Mais les chanteurs et chanteuses laissent plus facilement une empreinte personnelle sur une production.

Tout dépend de la façon dont vous utilisez ce chanteur ou cette chanteuse. Parfois, vous voulez justement associer son caractère à votre marque ou à votre film. Parfois, vous voulez qu’une chanson existante soit interprétée en restant au plus près de l’original. Donc cette « empreinte personnelle » peut aussi être exactement ce que vous recherchez. Comme avec la flûte de Pan, vous êtes alors immédiatement dans la bonne ambiance.

Plus il y a d’avis pendant une session, mieux c’est.

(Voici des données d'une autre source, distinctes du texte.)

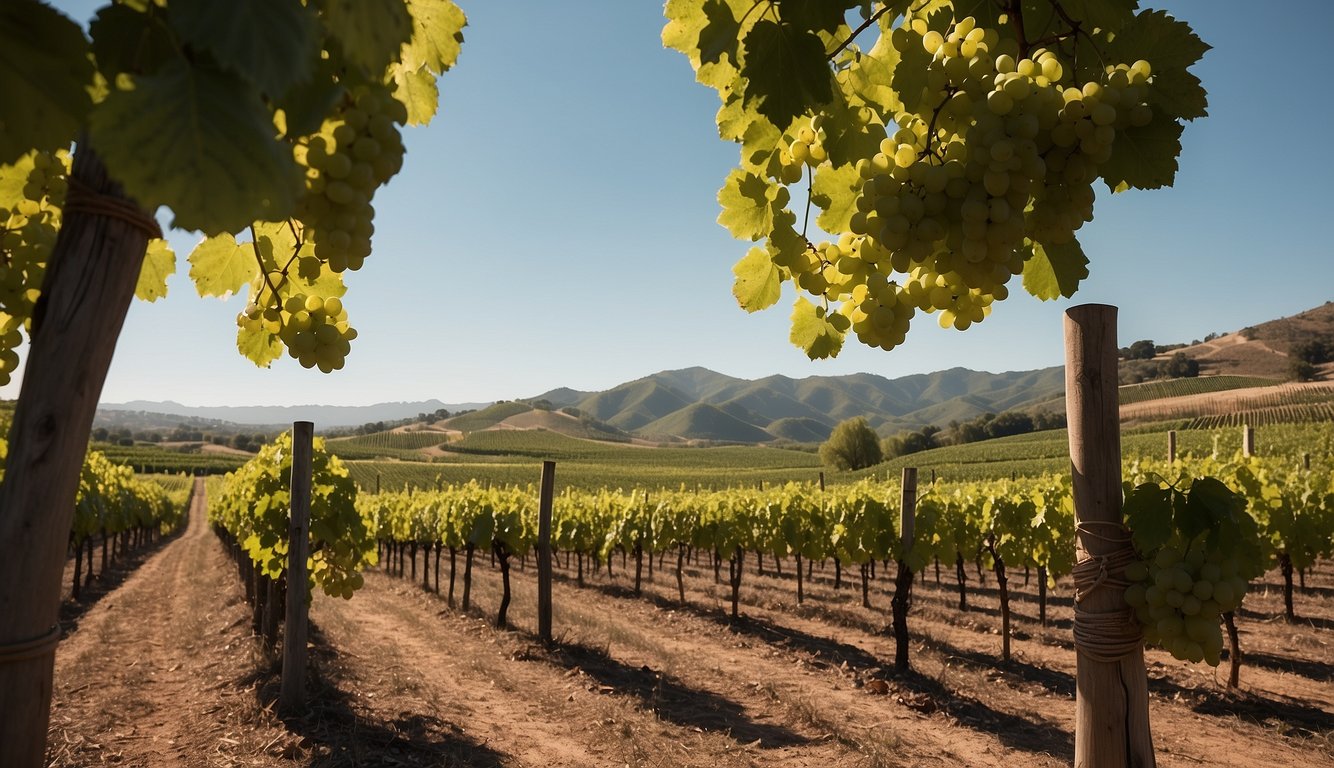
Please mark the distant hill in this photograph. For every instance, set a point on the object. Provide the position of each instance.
(702, 404)
(1261, 350)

Non, absolument pas. J’aime entendre beaucoup d’avis différents, mais il faut avoir décidé avant une session ce que vous allez faire. Je commence toujours par une recherche musicale. Je mets la vidéo et je teste dessus différentes pistes qui, selon moi, correspondent à l’ambiance. Parfois huit musiques différentes, parfois trois, parfois vingt. Je les fais ensuite écouter au client. Parce qu’évidemment, il y a plusieurs visions. Qu’est-ce qui est moderne ? Qu’est-ce qui est dépassé ? Ça varie énormément d’une personne à l’autre. Parfois, on développe plusieurs musiques ou on teste d’abord.

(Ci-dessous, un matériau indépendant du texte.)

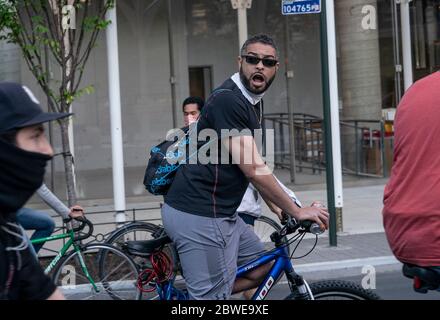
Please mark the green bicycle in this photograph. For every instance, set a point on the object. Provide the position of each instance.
(91, 271)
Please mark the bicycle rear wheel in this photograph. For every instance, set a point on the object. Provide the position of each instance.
(338, 290)
(138, 231)
(114, 279)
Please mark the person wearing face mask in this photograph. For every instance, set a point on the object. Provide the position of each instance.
(24, 152)
(192, 107)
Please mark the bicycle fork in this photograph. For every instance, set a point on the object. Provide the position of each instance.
(299, 287)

Et dans ce cadre, la pression du temps et les deadlines améliorent le résultat final.

Oui ! J’adore les deadlines. Il m’a fallu un temps d’adaptation. Mais aujourd’hui, si on me dit que ça doit être prêt dans quatre jours, ou même demain, je préfère largement ça plutôt que dans un mois. Sinon, tout le monde commence d’abord à se mêler de tout, à envoyer ça à sa belle-mère, et vous vous retrouvez souvent dans une jungle de compromis. Donnez-moi plutôt une deadline bien serrée !

Vous valez ce que vaut votre dernier succès.

Peut-être pour ceux qui vous embauchent ou qui travaillent avec vous. Mais pour moi, en tant qu’être humain, musicien, producteur ou ingénieur du son, ce n’est pas le cas. Bien sûr, il m’arrivera de faire des productions moins réussies. Même chez un artiste, toutes les chansons ne sont pas au même niveau, mais ça ne veut pas dire qu’elles ont moins de valeur.

Mais une pub doit quand même avoir un effet mesurable sur les ventes pour être un succès, non ?

Oui, c’est tout à fait vrai. Mais pour moi, ça fonctionne un peu différemment. Une pub qui vend peu de plaquettes de beurre d’une marque donnée peut quand même être un succès musical. Et il peut y avoir tout un tas d’autres raisons pour lesquelles ça ne se vend pas. Un jour, on a travaillé très longtemps sur le lancement d’une boisson au soja. C’était très populaire en Amérique du Sud, et une grande marque internationale voulait déployer ça en Europe. Ils ont mis en place une énorme campagne pan-européenne. J’ai été impliqué dès le début dans la création de la musique. On a fait quelque chose comme trente musiques différentes sur un an. Quand la pub a enfin été finalisée, elle n’a tourné qu’une semaine. Pourquoi ? Personne ne trouvait cette boisson bonne. Je l’ai goûtée aussi et je l’ai trouvée vraiment immonde. Mais en Amérique du Sud, ils adorent ça, et là-bas, c’est probablement encore vendu aujourd’hui.